Peter had stopped for dinner at his mother’s apartment in the Portuguese section of Newark, New Jersey. It was a sweltering evening. The three rooms seemed claustrophobic. A fan on the floor in the doorway between the living room and the kitchen gave little relief.
Peter unpackaged the shirt and held it up. It wasn’t his style.
“I don’t think it will fit,” he said.
“What are you so fussy about?” asked Peter’s sister, Vivian, who had also dropped by for dinner. “It’s a freebie.”
Peter folded the shirt.
“I don’t like it,” he said.
His mother compressed her lips and raised her eyebrows.
“So particular!” she said. That’s what happens when you have a son who’s a star, who meets the president. She put a plate of shrimp and rice on the kitchen table for Peter. As he ate, he asked about her plans to visit her family in Japan. She was reluctant to go.
Peter’s mother came from an upper-middle-class Japanese family. His uncle had been a champion at kendo, a form of Japanese fencing that uses bamboo poles instead of swords. When Peter was six, he insisted that his mother make him a Zorro costume for Halloween. When he came home from trick-or-treating that night, he carved a Z in the coffee table.

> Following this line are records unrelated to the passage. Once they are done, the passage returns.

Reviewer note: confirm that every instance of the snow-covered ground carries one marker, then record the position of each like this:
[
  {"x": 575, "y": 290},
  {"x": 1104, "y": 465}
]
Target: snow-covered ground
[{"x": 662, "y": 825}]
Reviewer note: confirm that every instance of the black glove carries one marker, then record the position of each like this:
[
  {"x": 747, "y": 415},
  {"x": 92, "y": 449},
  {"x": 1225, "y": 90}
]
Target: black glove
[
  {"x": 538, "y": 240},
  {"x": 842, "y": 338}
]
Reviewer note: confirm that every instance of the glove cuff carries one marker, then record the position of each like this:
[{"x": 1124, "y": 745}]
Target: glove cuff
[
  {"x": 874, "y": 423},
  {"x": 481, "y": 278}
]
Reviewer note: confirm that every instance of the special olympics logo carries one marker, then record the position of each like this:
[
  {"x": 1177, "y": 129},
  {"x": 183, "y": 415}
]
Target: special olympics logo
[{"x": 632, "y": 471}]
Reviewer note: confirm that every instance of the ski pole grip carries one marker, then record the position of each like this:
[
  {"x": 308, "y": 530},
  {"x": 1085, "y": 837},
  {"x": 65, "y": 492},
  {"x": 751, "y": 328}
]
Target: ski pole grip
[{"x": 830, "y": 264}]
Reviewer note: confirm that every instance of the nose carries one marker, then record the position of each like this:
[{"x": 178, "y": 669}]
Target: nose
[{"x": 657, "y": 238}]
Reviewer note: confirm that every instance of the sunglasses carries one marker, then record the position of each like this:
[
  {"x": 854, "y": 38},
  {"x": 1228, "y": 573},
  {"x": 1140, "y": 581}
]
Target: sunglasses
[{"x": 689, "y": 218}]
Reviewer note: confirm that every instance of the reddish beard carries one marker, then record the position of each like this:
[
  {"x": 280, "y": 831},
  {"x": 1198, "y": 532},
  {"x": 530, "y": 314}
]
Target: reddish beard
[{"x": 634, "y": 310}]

By the time he was a teenager, Peter was getting into street fights every day. His mother, distressed at seeing her son turning into a hoodlum, offered Peter five dollars for every fencing lesson he took. She figured that in America, as in Japan, fencers — whether kendo or Western-style — tended to be middle or upper-middle class. If Peter started fencing, he’d mix with a better crowd.